Another list specified clothes from the "other" company where the raptor logo is tattooed even on the boxer shorts. I'd bet their day laborers don't get Christmas off.
A third list read like the Sunday ad for Best Buy: gaming chair, iTunes card, CDs, Guitar Hero, Mario, earbuds for iPods.
The future fashion designer in our family asked for a dress form (and offered to pay half of it with her cookie business money seeing how expensive they are).
The oldest has not submitted a list, but careful listening over the last several weeks helped me to find what I consider the best gift under the tree. It will go unmentioned at this time as I don't want him to accidentally stumble on this blog and read it ahead.
What stands out to me this year?
No more Legos, American Girl dolls, Nerf guns, bows and arrows, board games, Rokenbok cars, knitting and sewing kits.
No more bikes, trikes and unicycles.
No more Playmobiles, foosball tables, trampolines or dress-up clothes.
We've moved all the way into technology and fashion mode around here.

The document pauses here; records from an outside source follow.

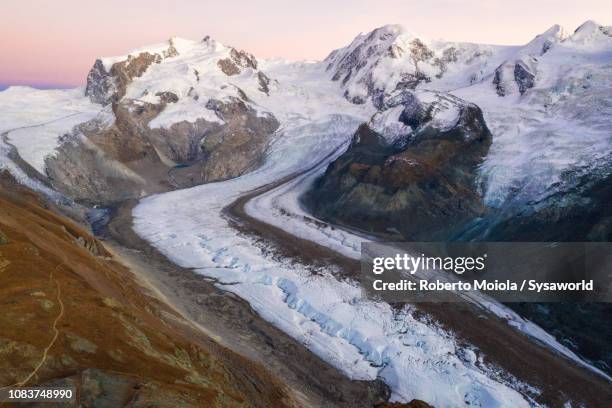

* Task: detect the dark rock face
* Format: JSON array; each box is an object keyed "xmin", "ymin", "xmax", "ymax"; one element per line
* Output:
[
  {"xmin": 217, "ymin": 58, "xmax": 241, "ymax": 76},
  {"xmin": 492, "ymin": 68, "xmax": 505, "ymax": 96},
  {"xmin": 393, "ymin": 71, "xmax": 431, "ymax": 93},
  {"xmin": 85, "ymin": 60, "xmax": 116, "ymax": 105},
  {"xmin": 257, "ymin": 71, "xmax": 271, "ymax": 94},
  {"xmin": 514, "ymin": 61, "xmax": 536, "ymax": 94},
  {"xmin": 453, "ymin": 160, "xmax": 612, "ymax": 374},
  {"xmin": 432, "ymin": 46, "xmax": 459, "ymax": 79},
  {"xmin": 541, "ymin": 40, "xmax": 554, "ymax": 55},
  {"xmin": 147, "ymin": 118, "xmax": 220, "ymax": 164},
  {"xmin": 85, "ymin": 38, "xmax": 186, "ymax": 106},
  {"xmin": 305, "ymin": 92, "xmax": 492, "ymax": 240},
  {"xmin": 110, "ymin": 52, "xmax": 161, "ymax": 102},
  {"xmin": 85, "ymin": 52, "xmax": 162, "ymax": 105},
  {"xmin": 493, "ymin": 59, "xmax": 536, "ymax": 96},
  {"xmin": 155, "ymin": 91, "xmax": 179, "ymax": 104},
  {"xmin": 230, "ymin": 48, "xmax": 258, "ymax": 69},
  {"xmin": 409, "ymin": 39, "xmax": 434, "ymax": 70}
]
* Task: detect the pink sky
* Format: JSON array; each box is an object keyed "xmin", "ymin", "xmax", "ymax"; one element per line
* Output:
[{"xmin": 1, "ymin": 0, "xmax": 610, "ymax": 88}]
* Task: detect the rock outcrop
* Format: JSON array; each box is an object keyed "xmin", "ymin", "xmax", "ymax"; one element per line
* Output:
[
  {"xmin": 84, "ymin": 60, "xmax": 117, "ymax": 105},
  {"xmin": 85, "ymin": 38, "xmax": 186, "ymax": 105},
  {"xmin": 305, "ymin": 90, "xmax": 492, "ymax": 240},
  {"xmin": 46, "ymin": 96, "xmax": 278, "ymax": 205},
  {"xmin": 217, "ymin": 48, "xmax": 258, "ymax": 76},
  {"xmin": 493, "ymin": 58, "xmax": 536, "ymax": 96},
  {"xmin": 85, "ymin": 51, "xmax": 163, "ymax": 106},
  {"xmin": 169, "ymin": 97, "xmax": 278, "ymax": 185}
]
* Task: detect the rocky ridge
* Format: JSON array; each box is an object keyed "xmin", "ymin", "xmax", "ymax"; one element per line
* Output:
[
  {"xmin": 305, "ymin": 89, "xmax": 492, "ymax": 239},
  {"xmin": 323, "ymin": 22, "xmax": 610, "ymax": 105}
]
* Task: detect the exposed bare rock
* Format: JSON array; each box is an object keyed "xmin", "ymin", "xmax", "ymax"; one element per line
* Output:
[
  {"xmin": 218, "ymin": 47, "xmax": 259, "ymax": 76},
  {"xmin": 163, "ymin": 38, "xmax": 180, "ymax": 58},
  {"xmin": 387, "ymin": 43, "xmax": 404, "ymax": 58},
  {"xmin": 111, "ymin": 53, "xmax": 162, "ymax": 101},
  {"xmin": 393, "ymin": 71, "xmax": 431, "ymax": 93},
  {"xmin": 217, "ymin": 58, "xmax": 241, "ymax": 76},
  {"xmin": 147, "ymin": 118, "xmax": 221, "ymax": 164},
  {"xmin": 85, "ymin": 39, "xmax": 183, "ymax": 106},
  {"xmin": 305, "ymin": 90, "xmax": 492, "ymax": 240},
  {"xmin": 258, "ymin": 71, "xmax": 271, "ymax": 94},
  {"xmin": 170, "ymin": 97, "xmax": 279, "ymax": 184},
  {"xmin": 85, "ymin": 52, "xmax": 160, "ymax": 105},
  {"xmin": 514, "ymin": 61, "xmax": 536, "ymax": 94},
  {"xmin": 155, "ymin": 91, "xmax": 179, "ymax": 104},
  {"xmin": 84, "ymin": 60, "xmax": 116, "ymax": 105},
  {"xmin": 493, "ymin": 59, "xmax": 536, "ymax": 96},
  {"xmin": 432, "ymin": 46, "xmax": 459, "ymax": 78},
  {"xmin": 230, "ymin": 47, "xmax": 258, "ymax": 69},
  {"xmin": 46, "ymin": 96, "xmax": 278, "ymax": 204},
  {"xmin": 45, "ymin": 99, "xmax": 169, "ymax": 204},
  {"xmin": 409, "ymin": 38, "xmax": 434, "ymax": 70}
]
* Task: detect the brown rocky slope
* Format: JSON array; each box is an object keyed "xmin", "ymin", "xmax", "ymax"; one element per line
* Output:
[{"xmin": 0, "ymin": 171, "xmax": 294, "ymax": 407}]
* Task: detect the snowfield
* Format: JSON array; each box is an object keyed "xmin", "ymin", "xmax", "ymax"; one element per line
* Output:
[
  {"xmin": 451, "ymin": 32, "xmax": 612, "ymax": 208},
  {"xmin": 0, "ymin": 86, "xmax": 101, "ymax": 200}
]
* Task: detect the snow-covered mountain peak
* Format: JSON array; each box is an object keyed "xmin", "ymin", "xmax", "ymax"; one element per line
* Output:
[
  {"xmin": 344, "ymin": 24, "xmax": 412, "ymax": 47},
  {"xmin": 101, "ymin": 38, "xmax": 181, "ymax": 71},
  {"xmin": 567, "ymin": 20, "xmax": 612, "ymax": 44},
  {"xmin": 521, "ymin": 24, "xmax": 567, "ymax": 56},
  {"xmin": 324, "ymin": 24, "xmax": 510, "ymax": 106},
  {"xmin": 97, "ymin": 36, "xmax": 236, "ymax": 70},
  {"xmin": 84, "ymin": 33, "xmax": 272, "ymax": 122},
  {"xmin": 323, "ymin": 20, "xmax": 612, "ymax": 106}
]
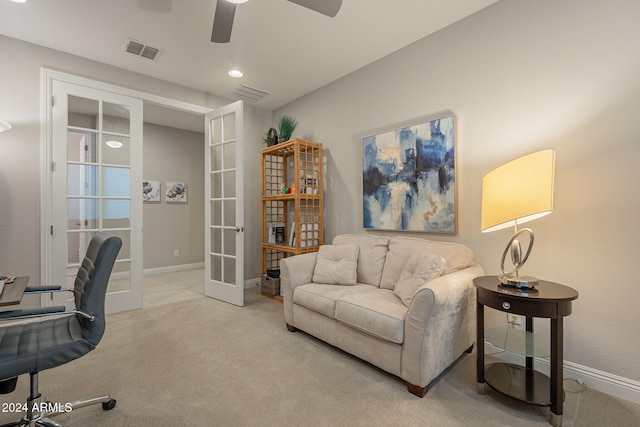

Clothes and electronics are about all they want any more.
I drove downtown today. I parked and walked. I went from store to store shopping, passing funky little holes in the wall selling Greek gyros or old, used and rare books. I breathed the frigid air, covered my ears with a scarf and hoofed it to the places that held the gifts my kids had requested.
It felt nice to shop on foot, to not hurry through a mall, to hold knit cotton in my hands or to thumb through a book, to smell old paper and ink. I liked the sting of cold on my nose and the way walking cheers me up.
When the kids were small, I ordered every gift by mail order catalog (in the days before the Internet especially). It saved me the trouble of traffic, parking, hauling babies in strollers, long lines and competing for toys.
Now that they're older, I wanted to touch the things I bought for them. I liked being alone and thinking about each one, holding in my hands something that I knew would be really valued (not just played with).
This is what it means to have older children. Shopping is no longer about restocking the toy cabinet. It's my chance to spend time with the accumulated knowledge I have of their tastes, needs, wants, and whims... and then to fill them the way only a mother can.
I usually hate shopping. Today, I loved my kids through shopping. It made all the difference.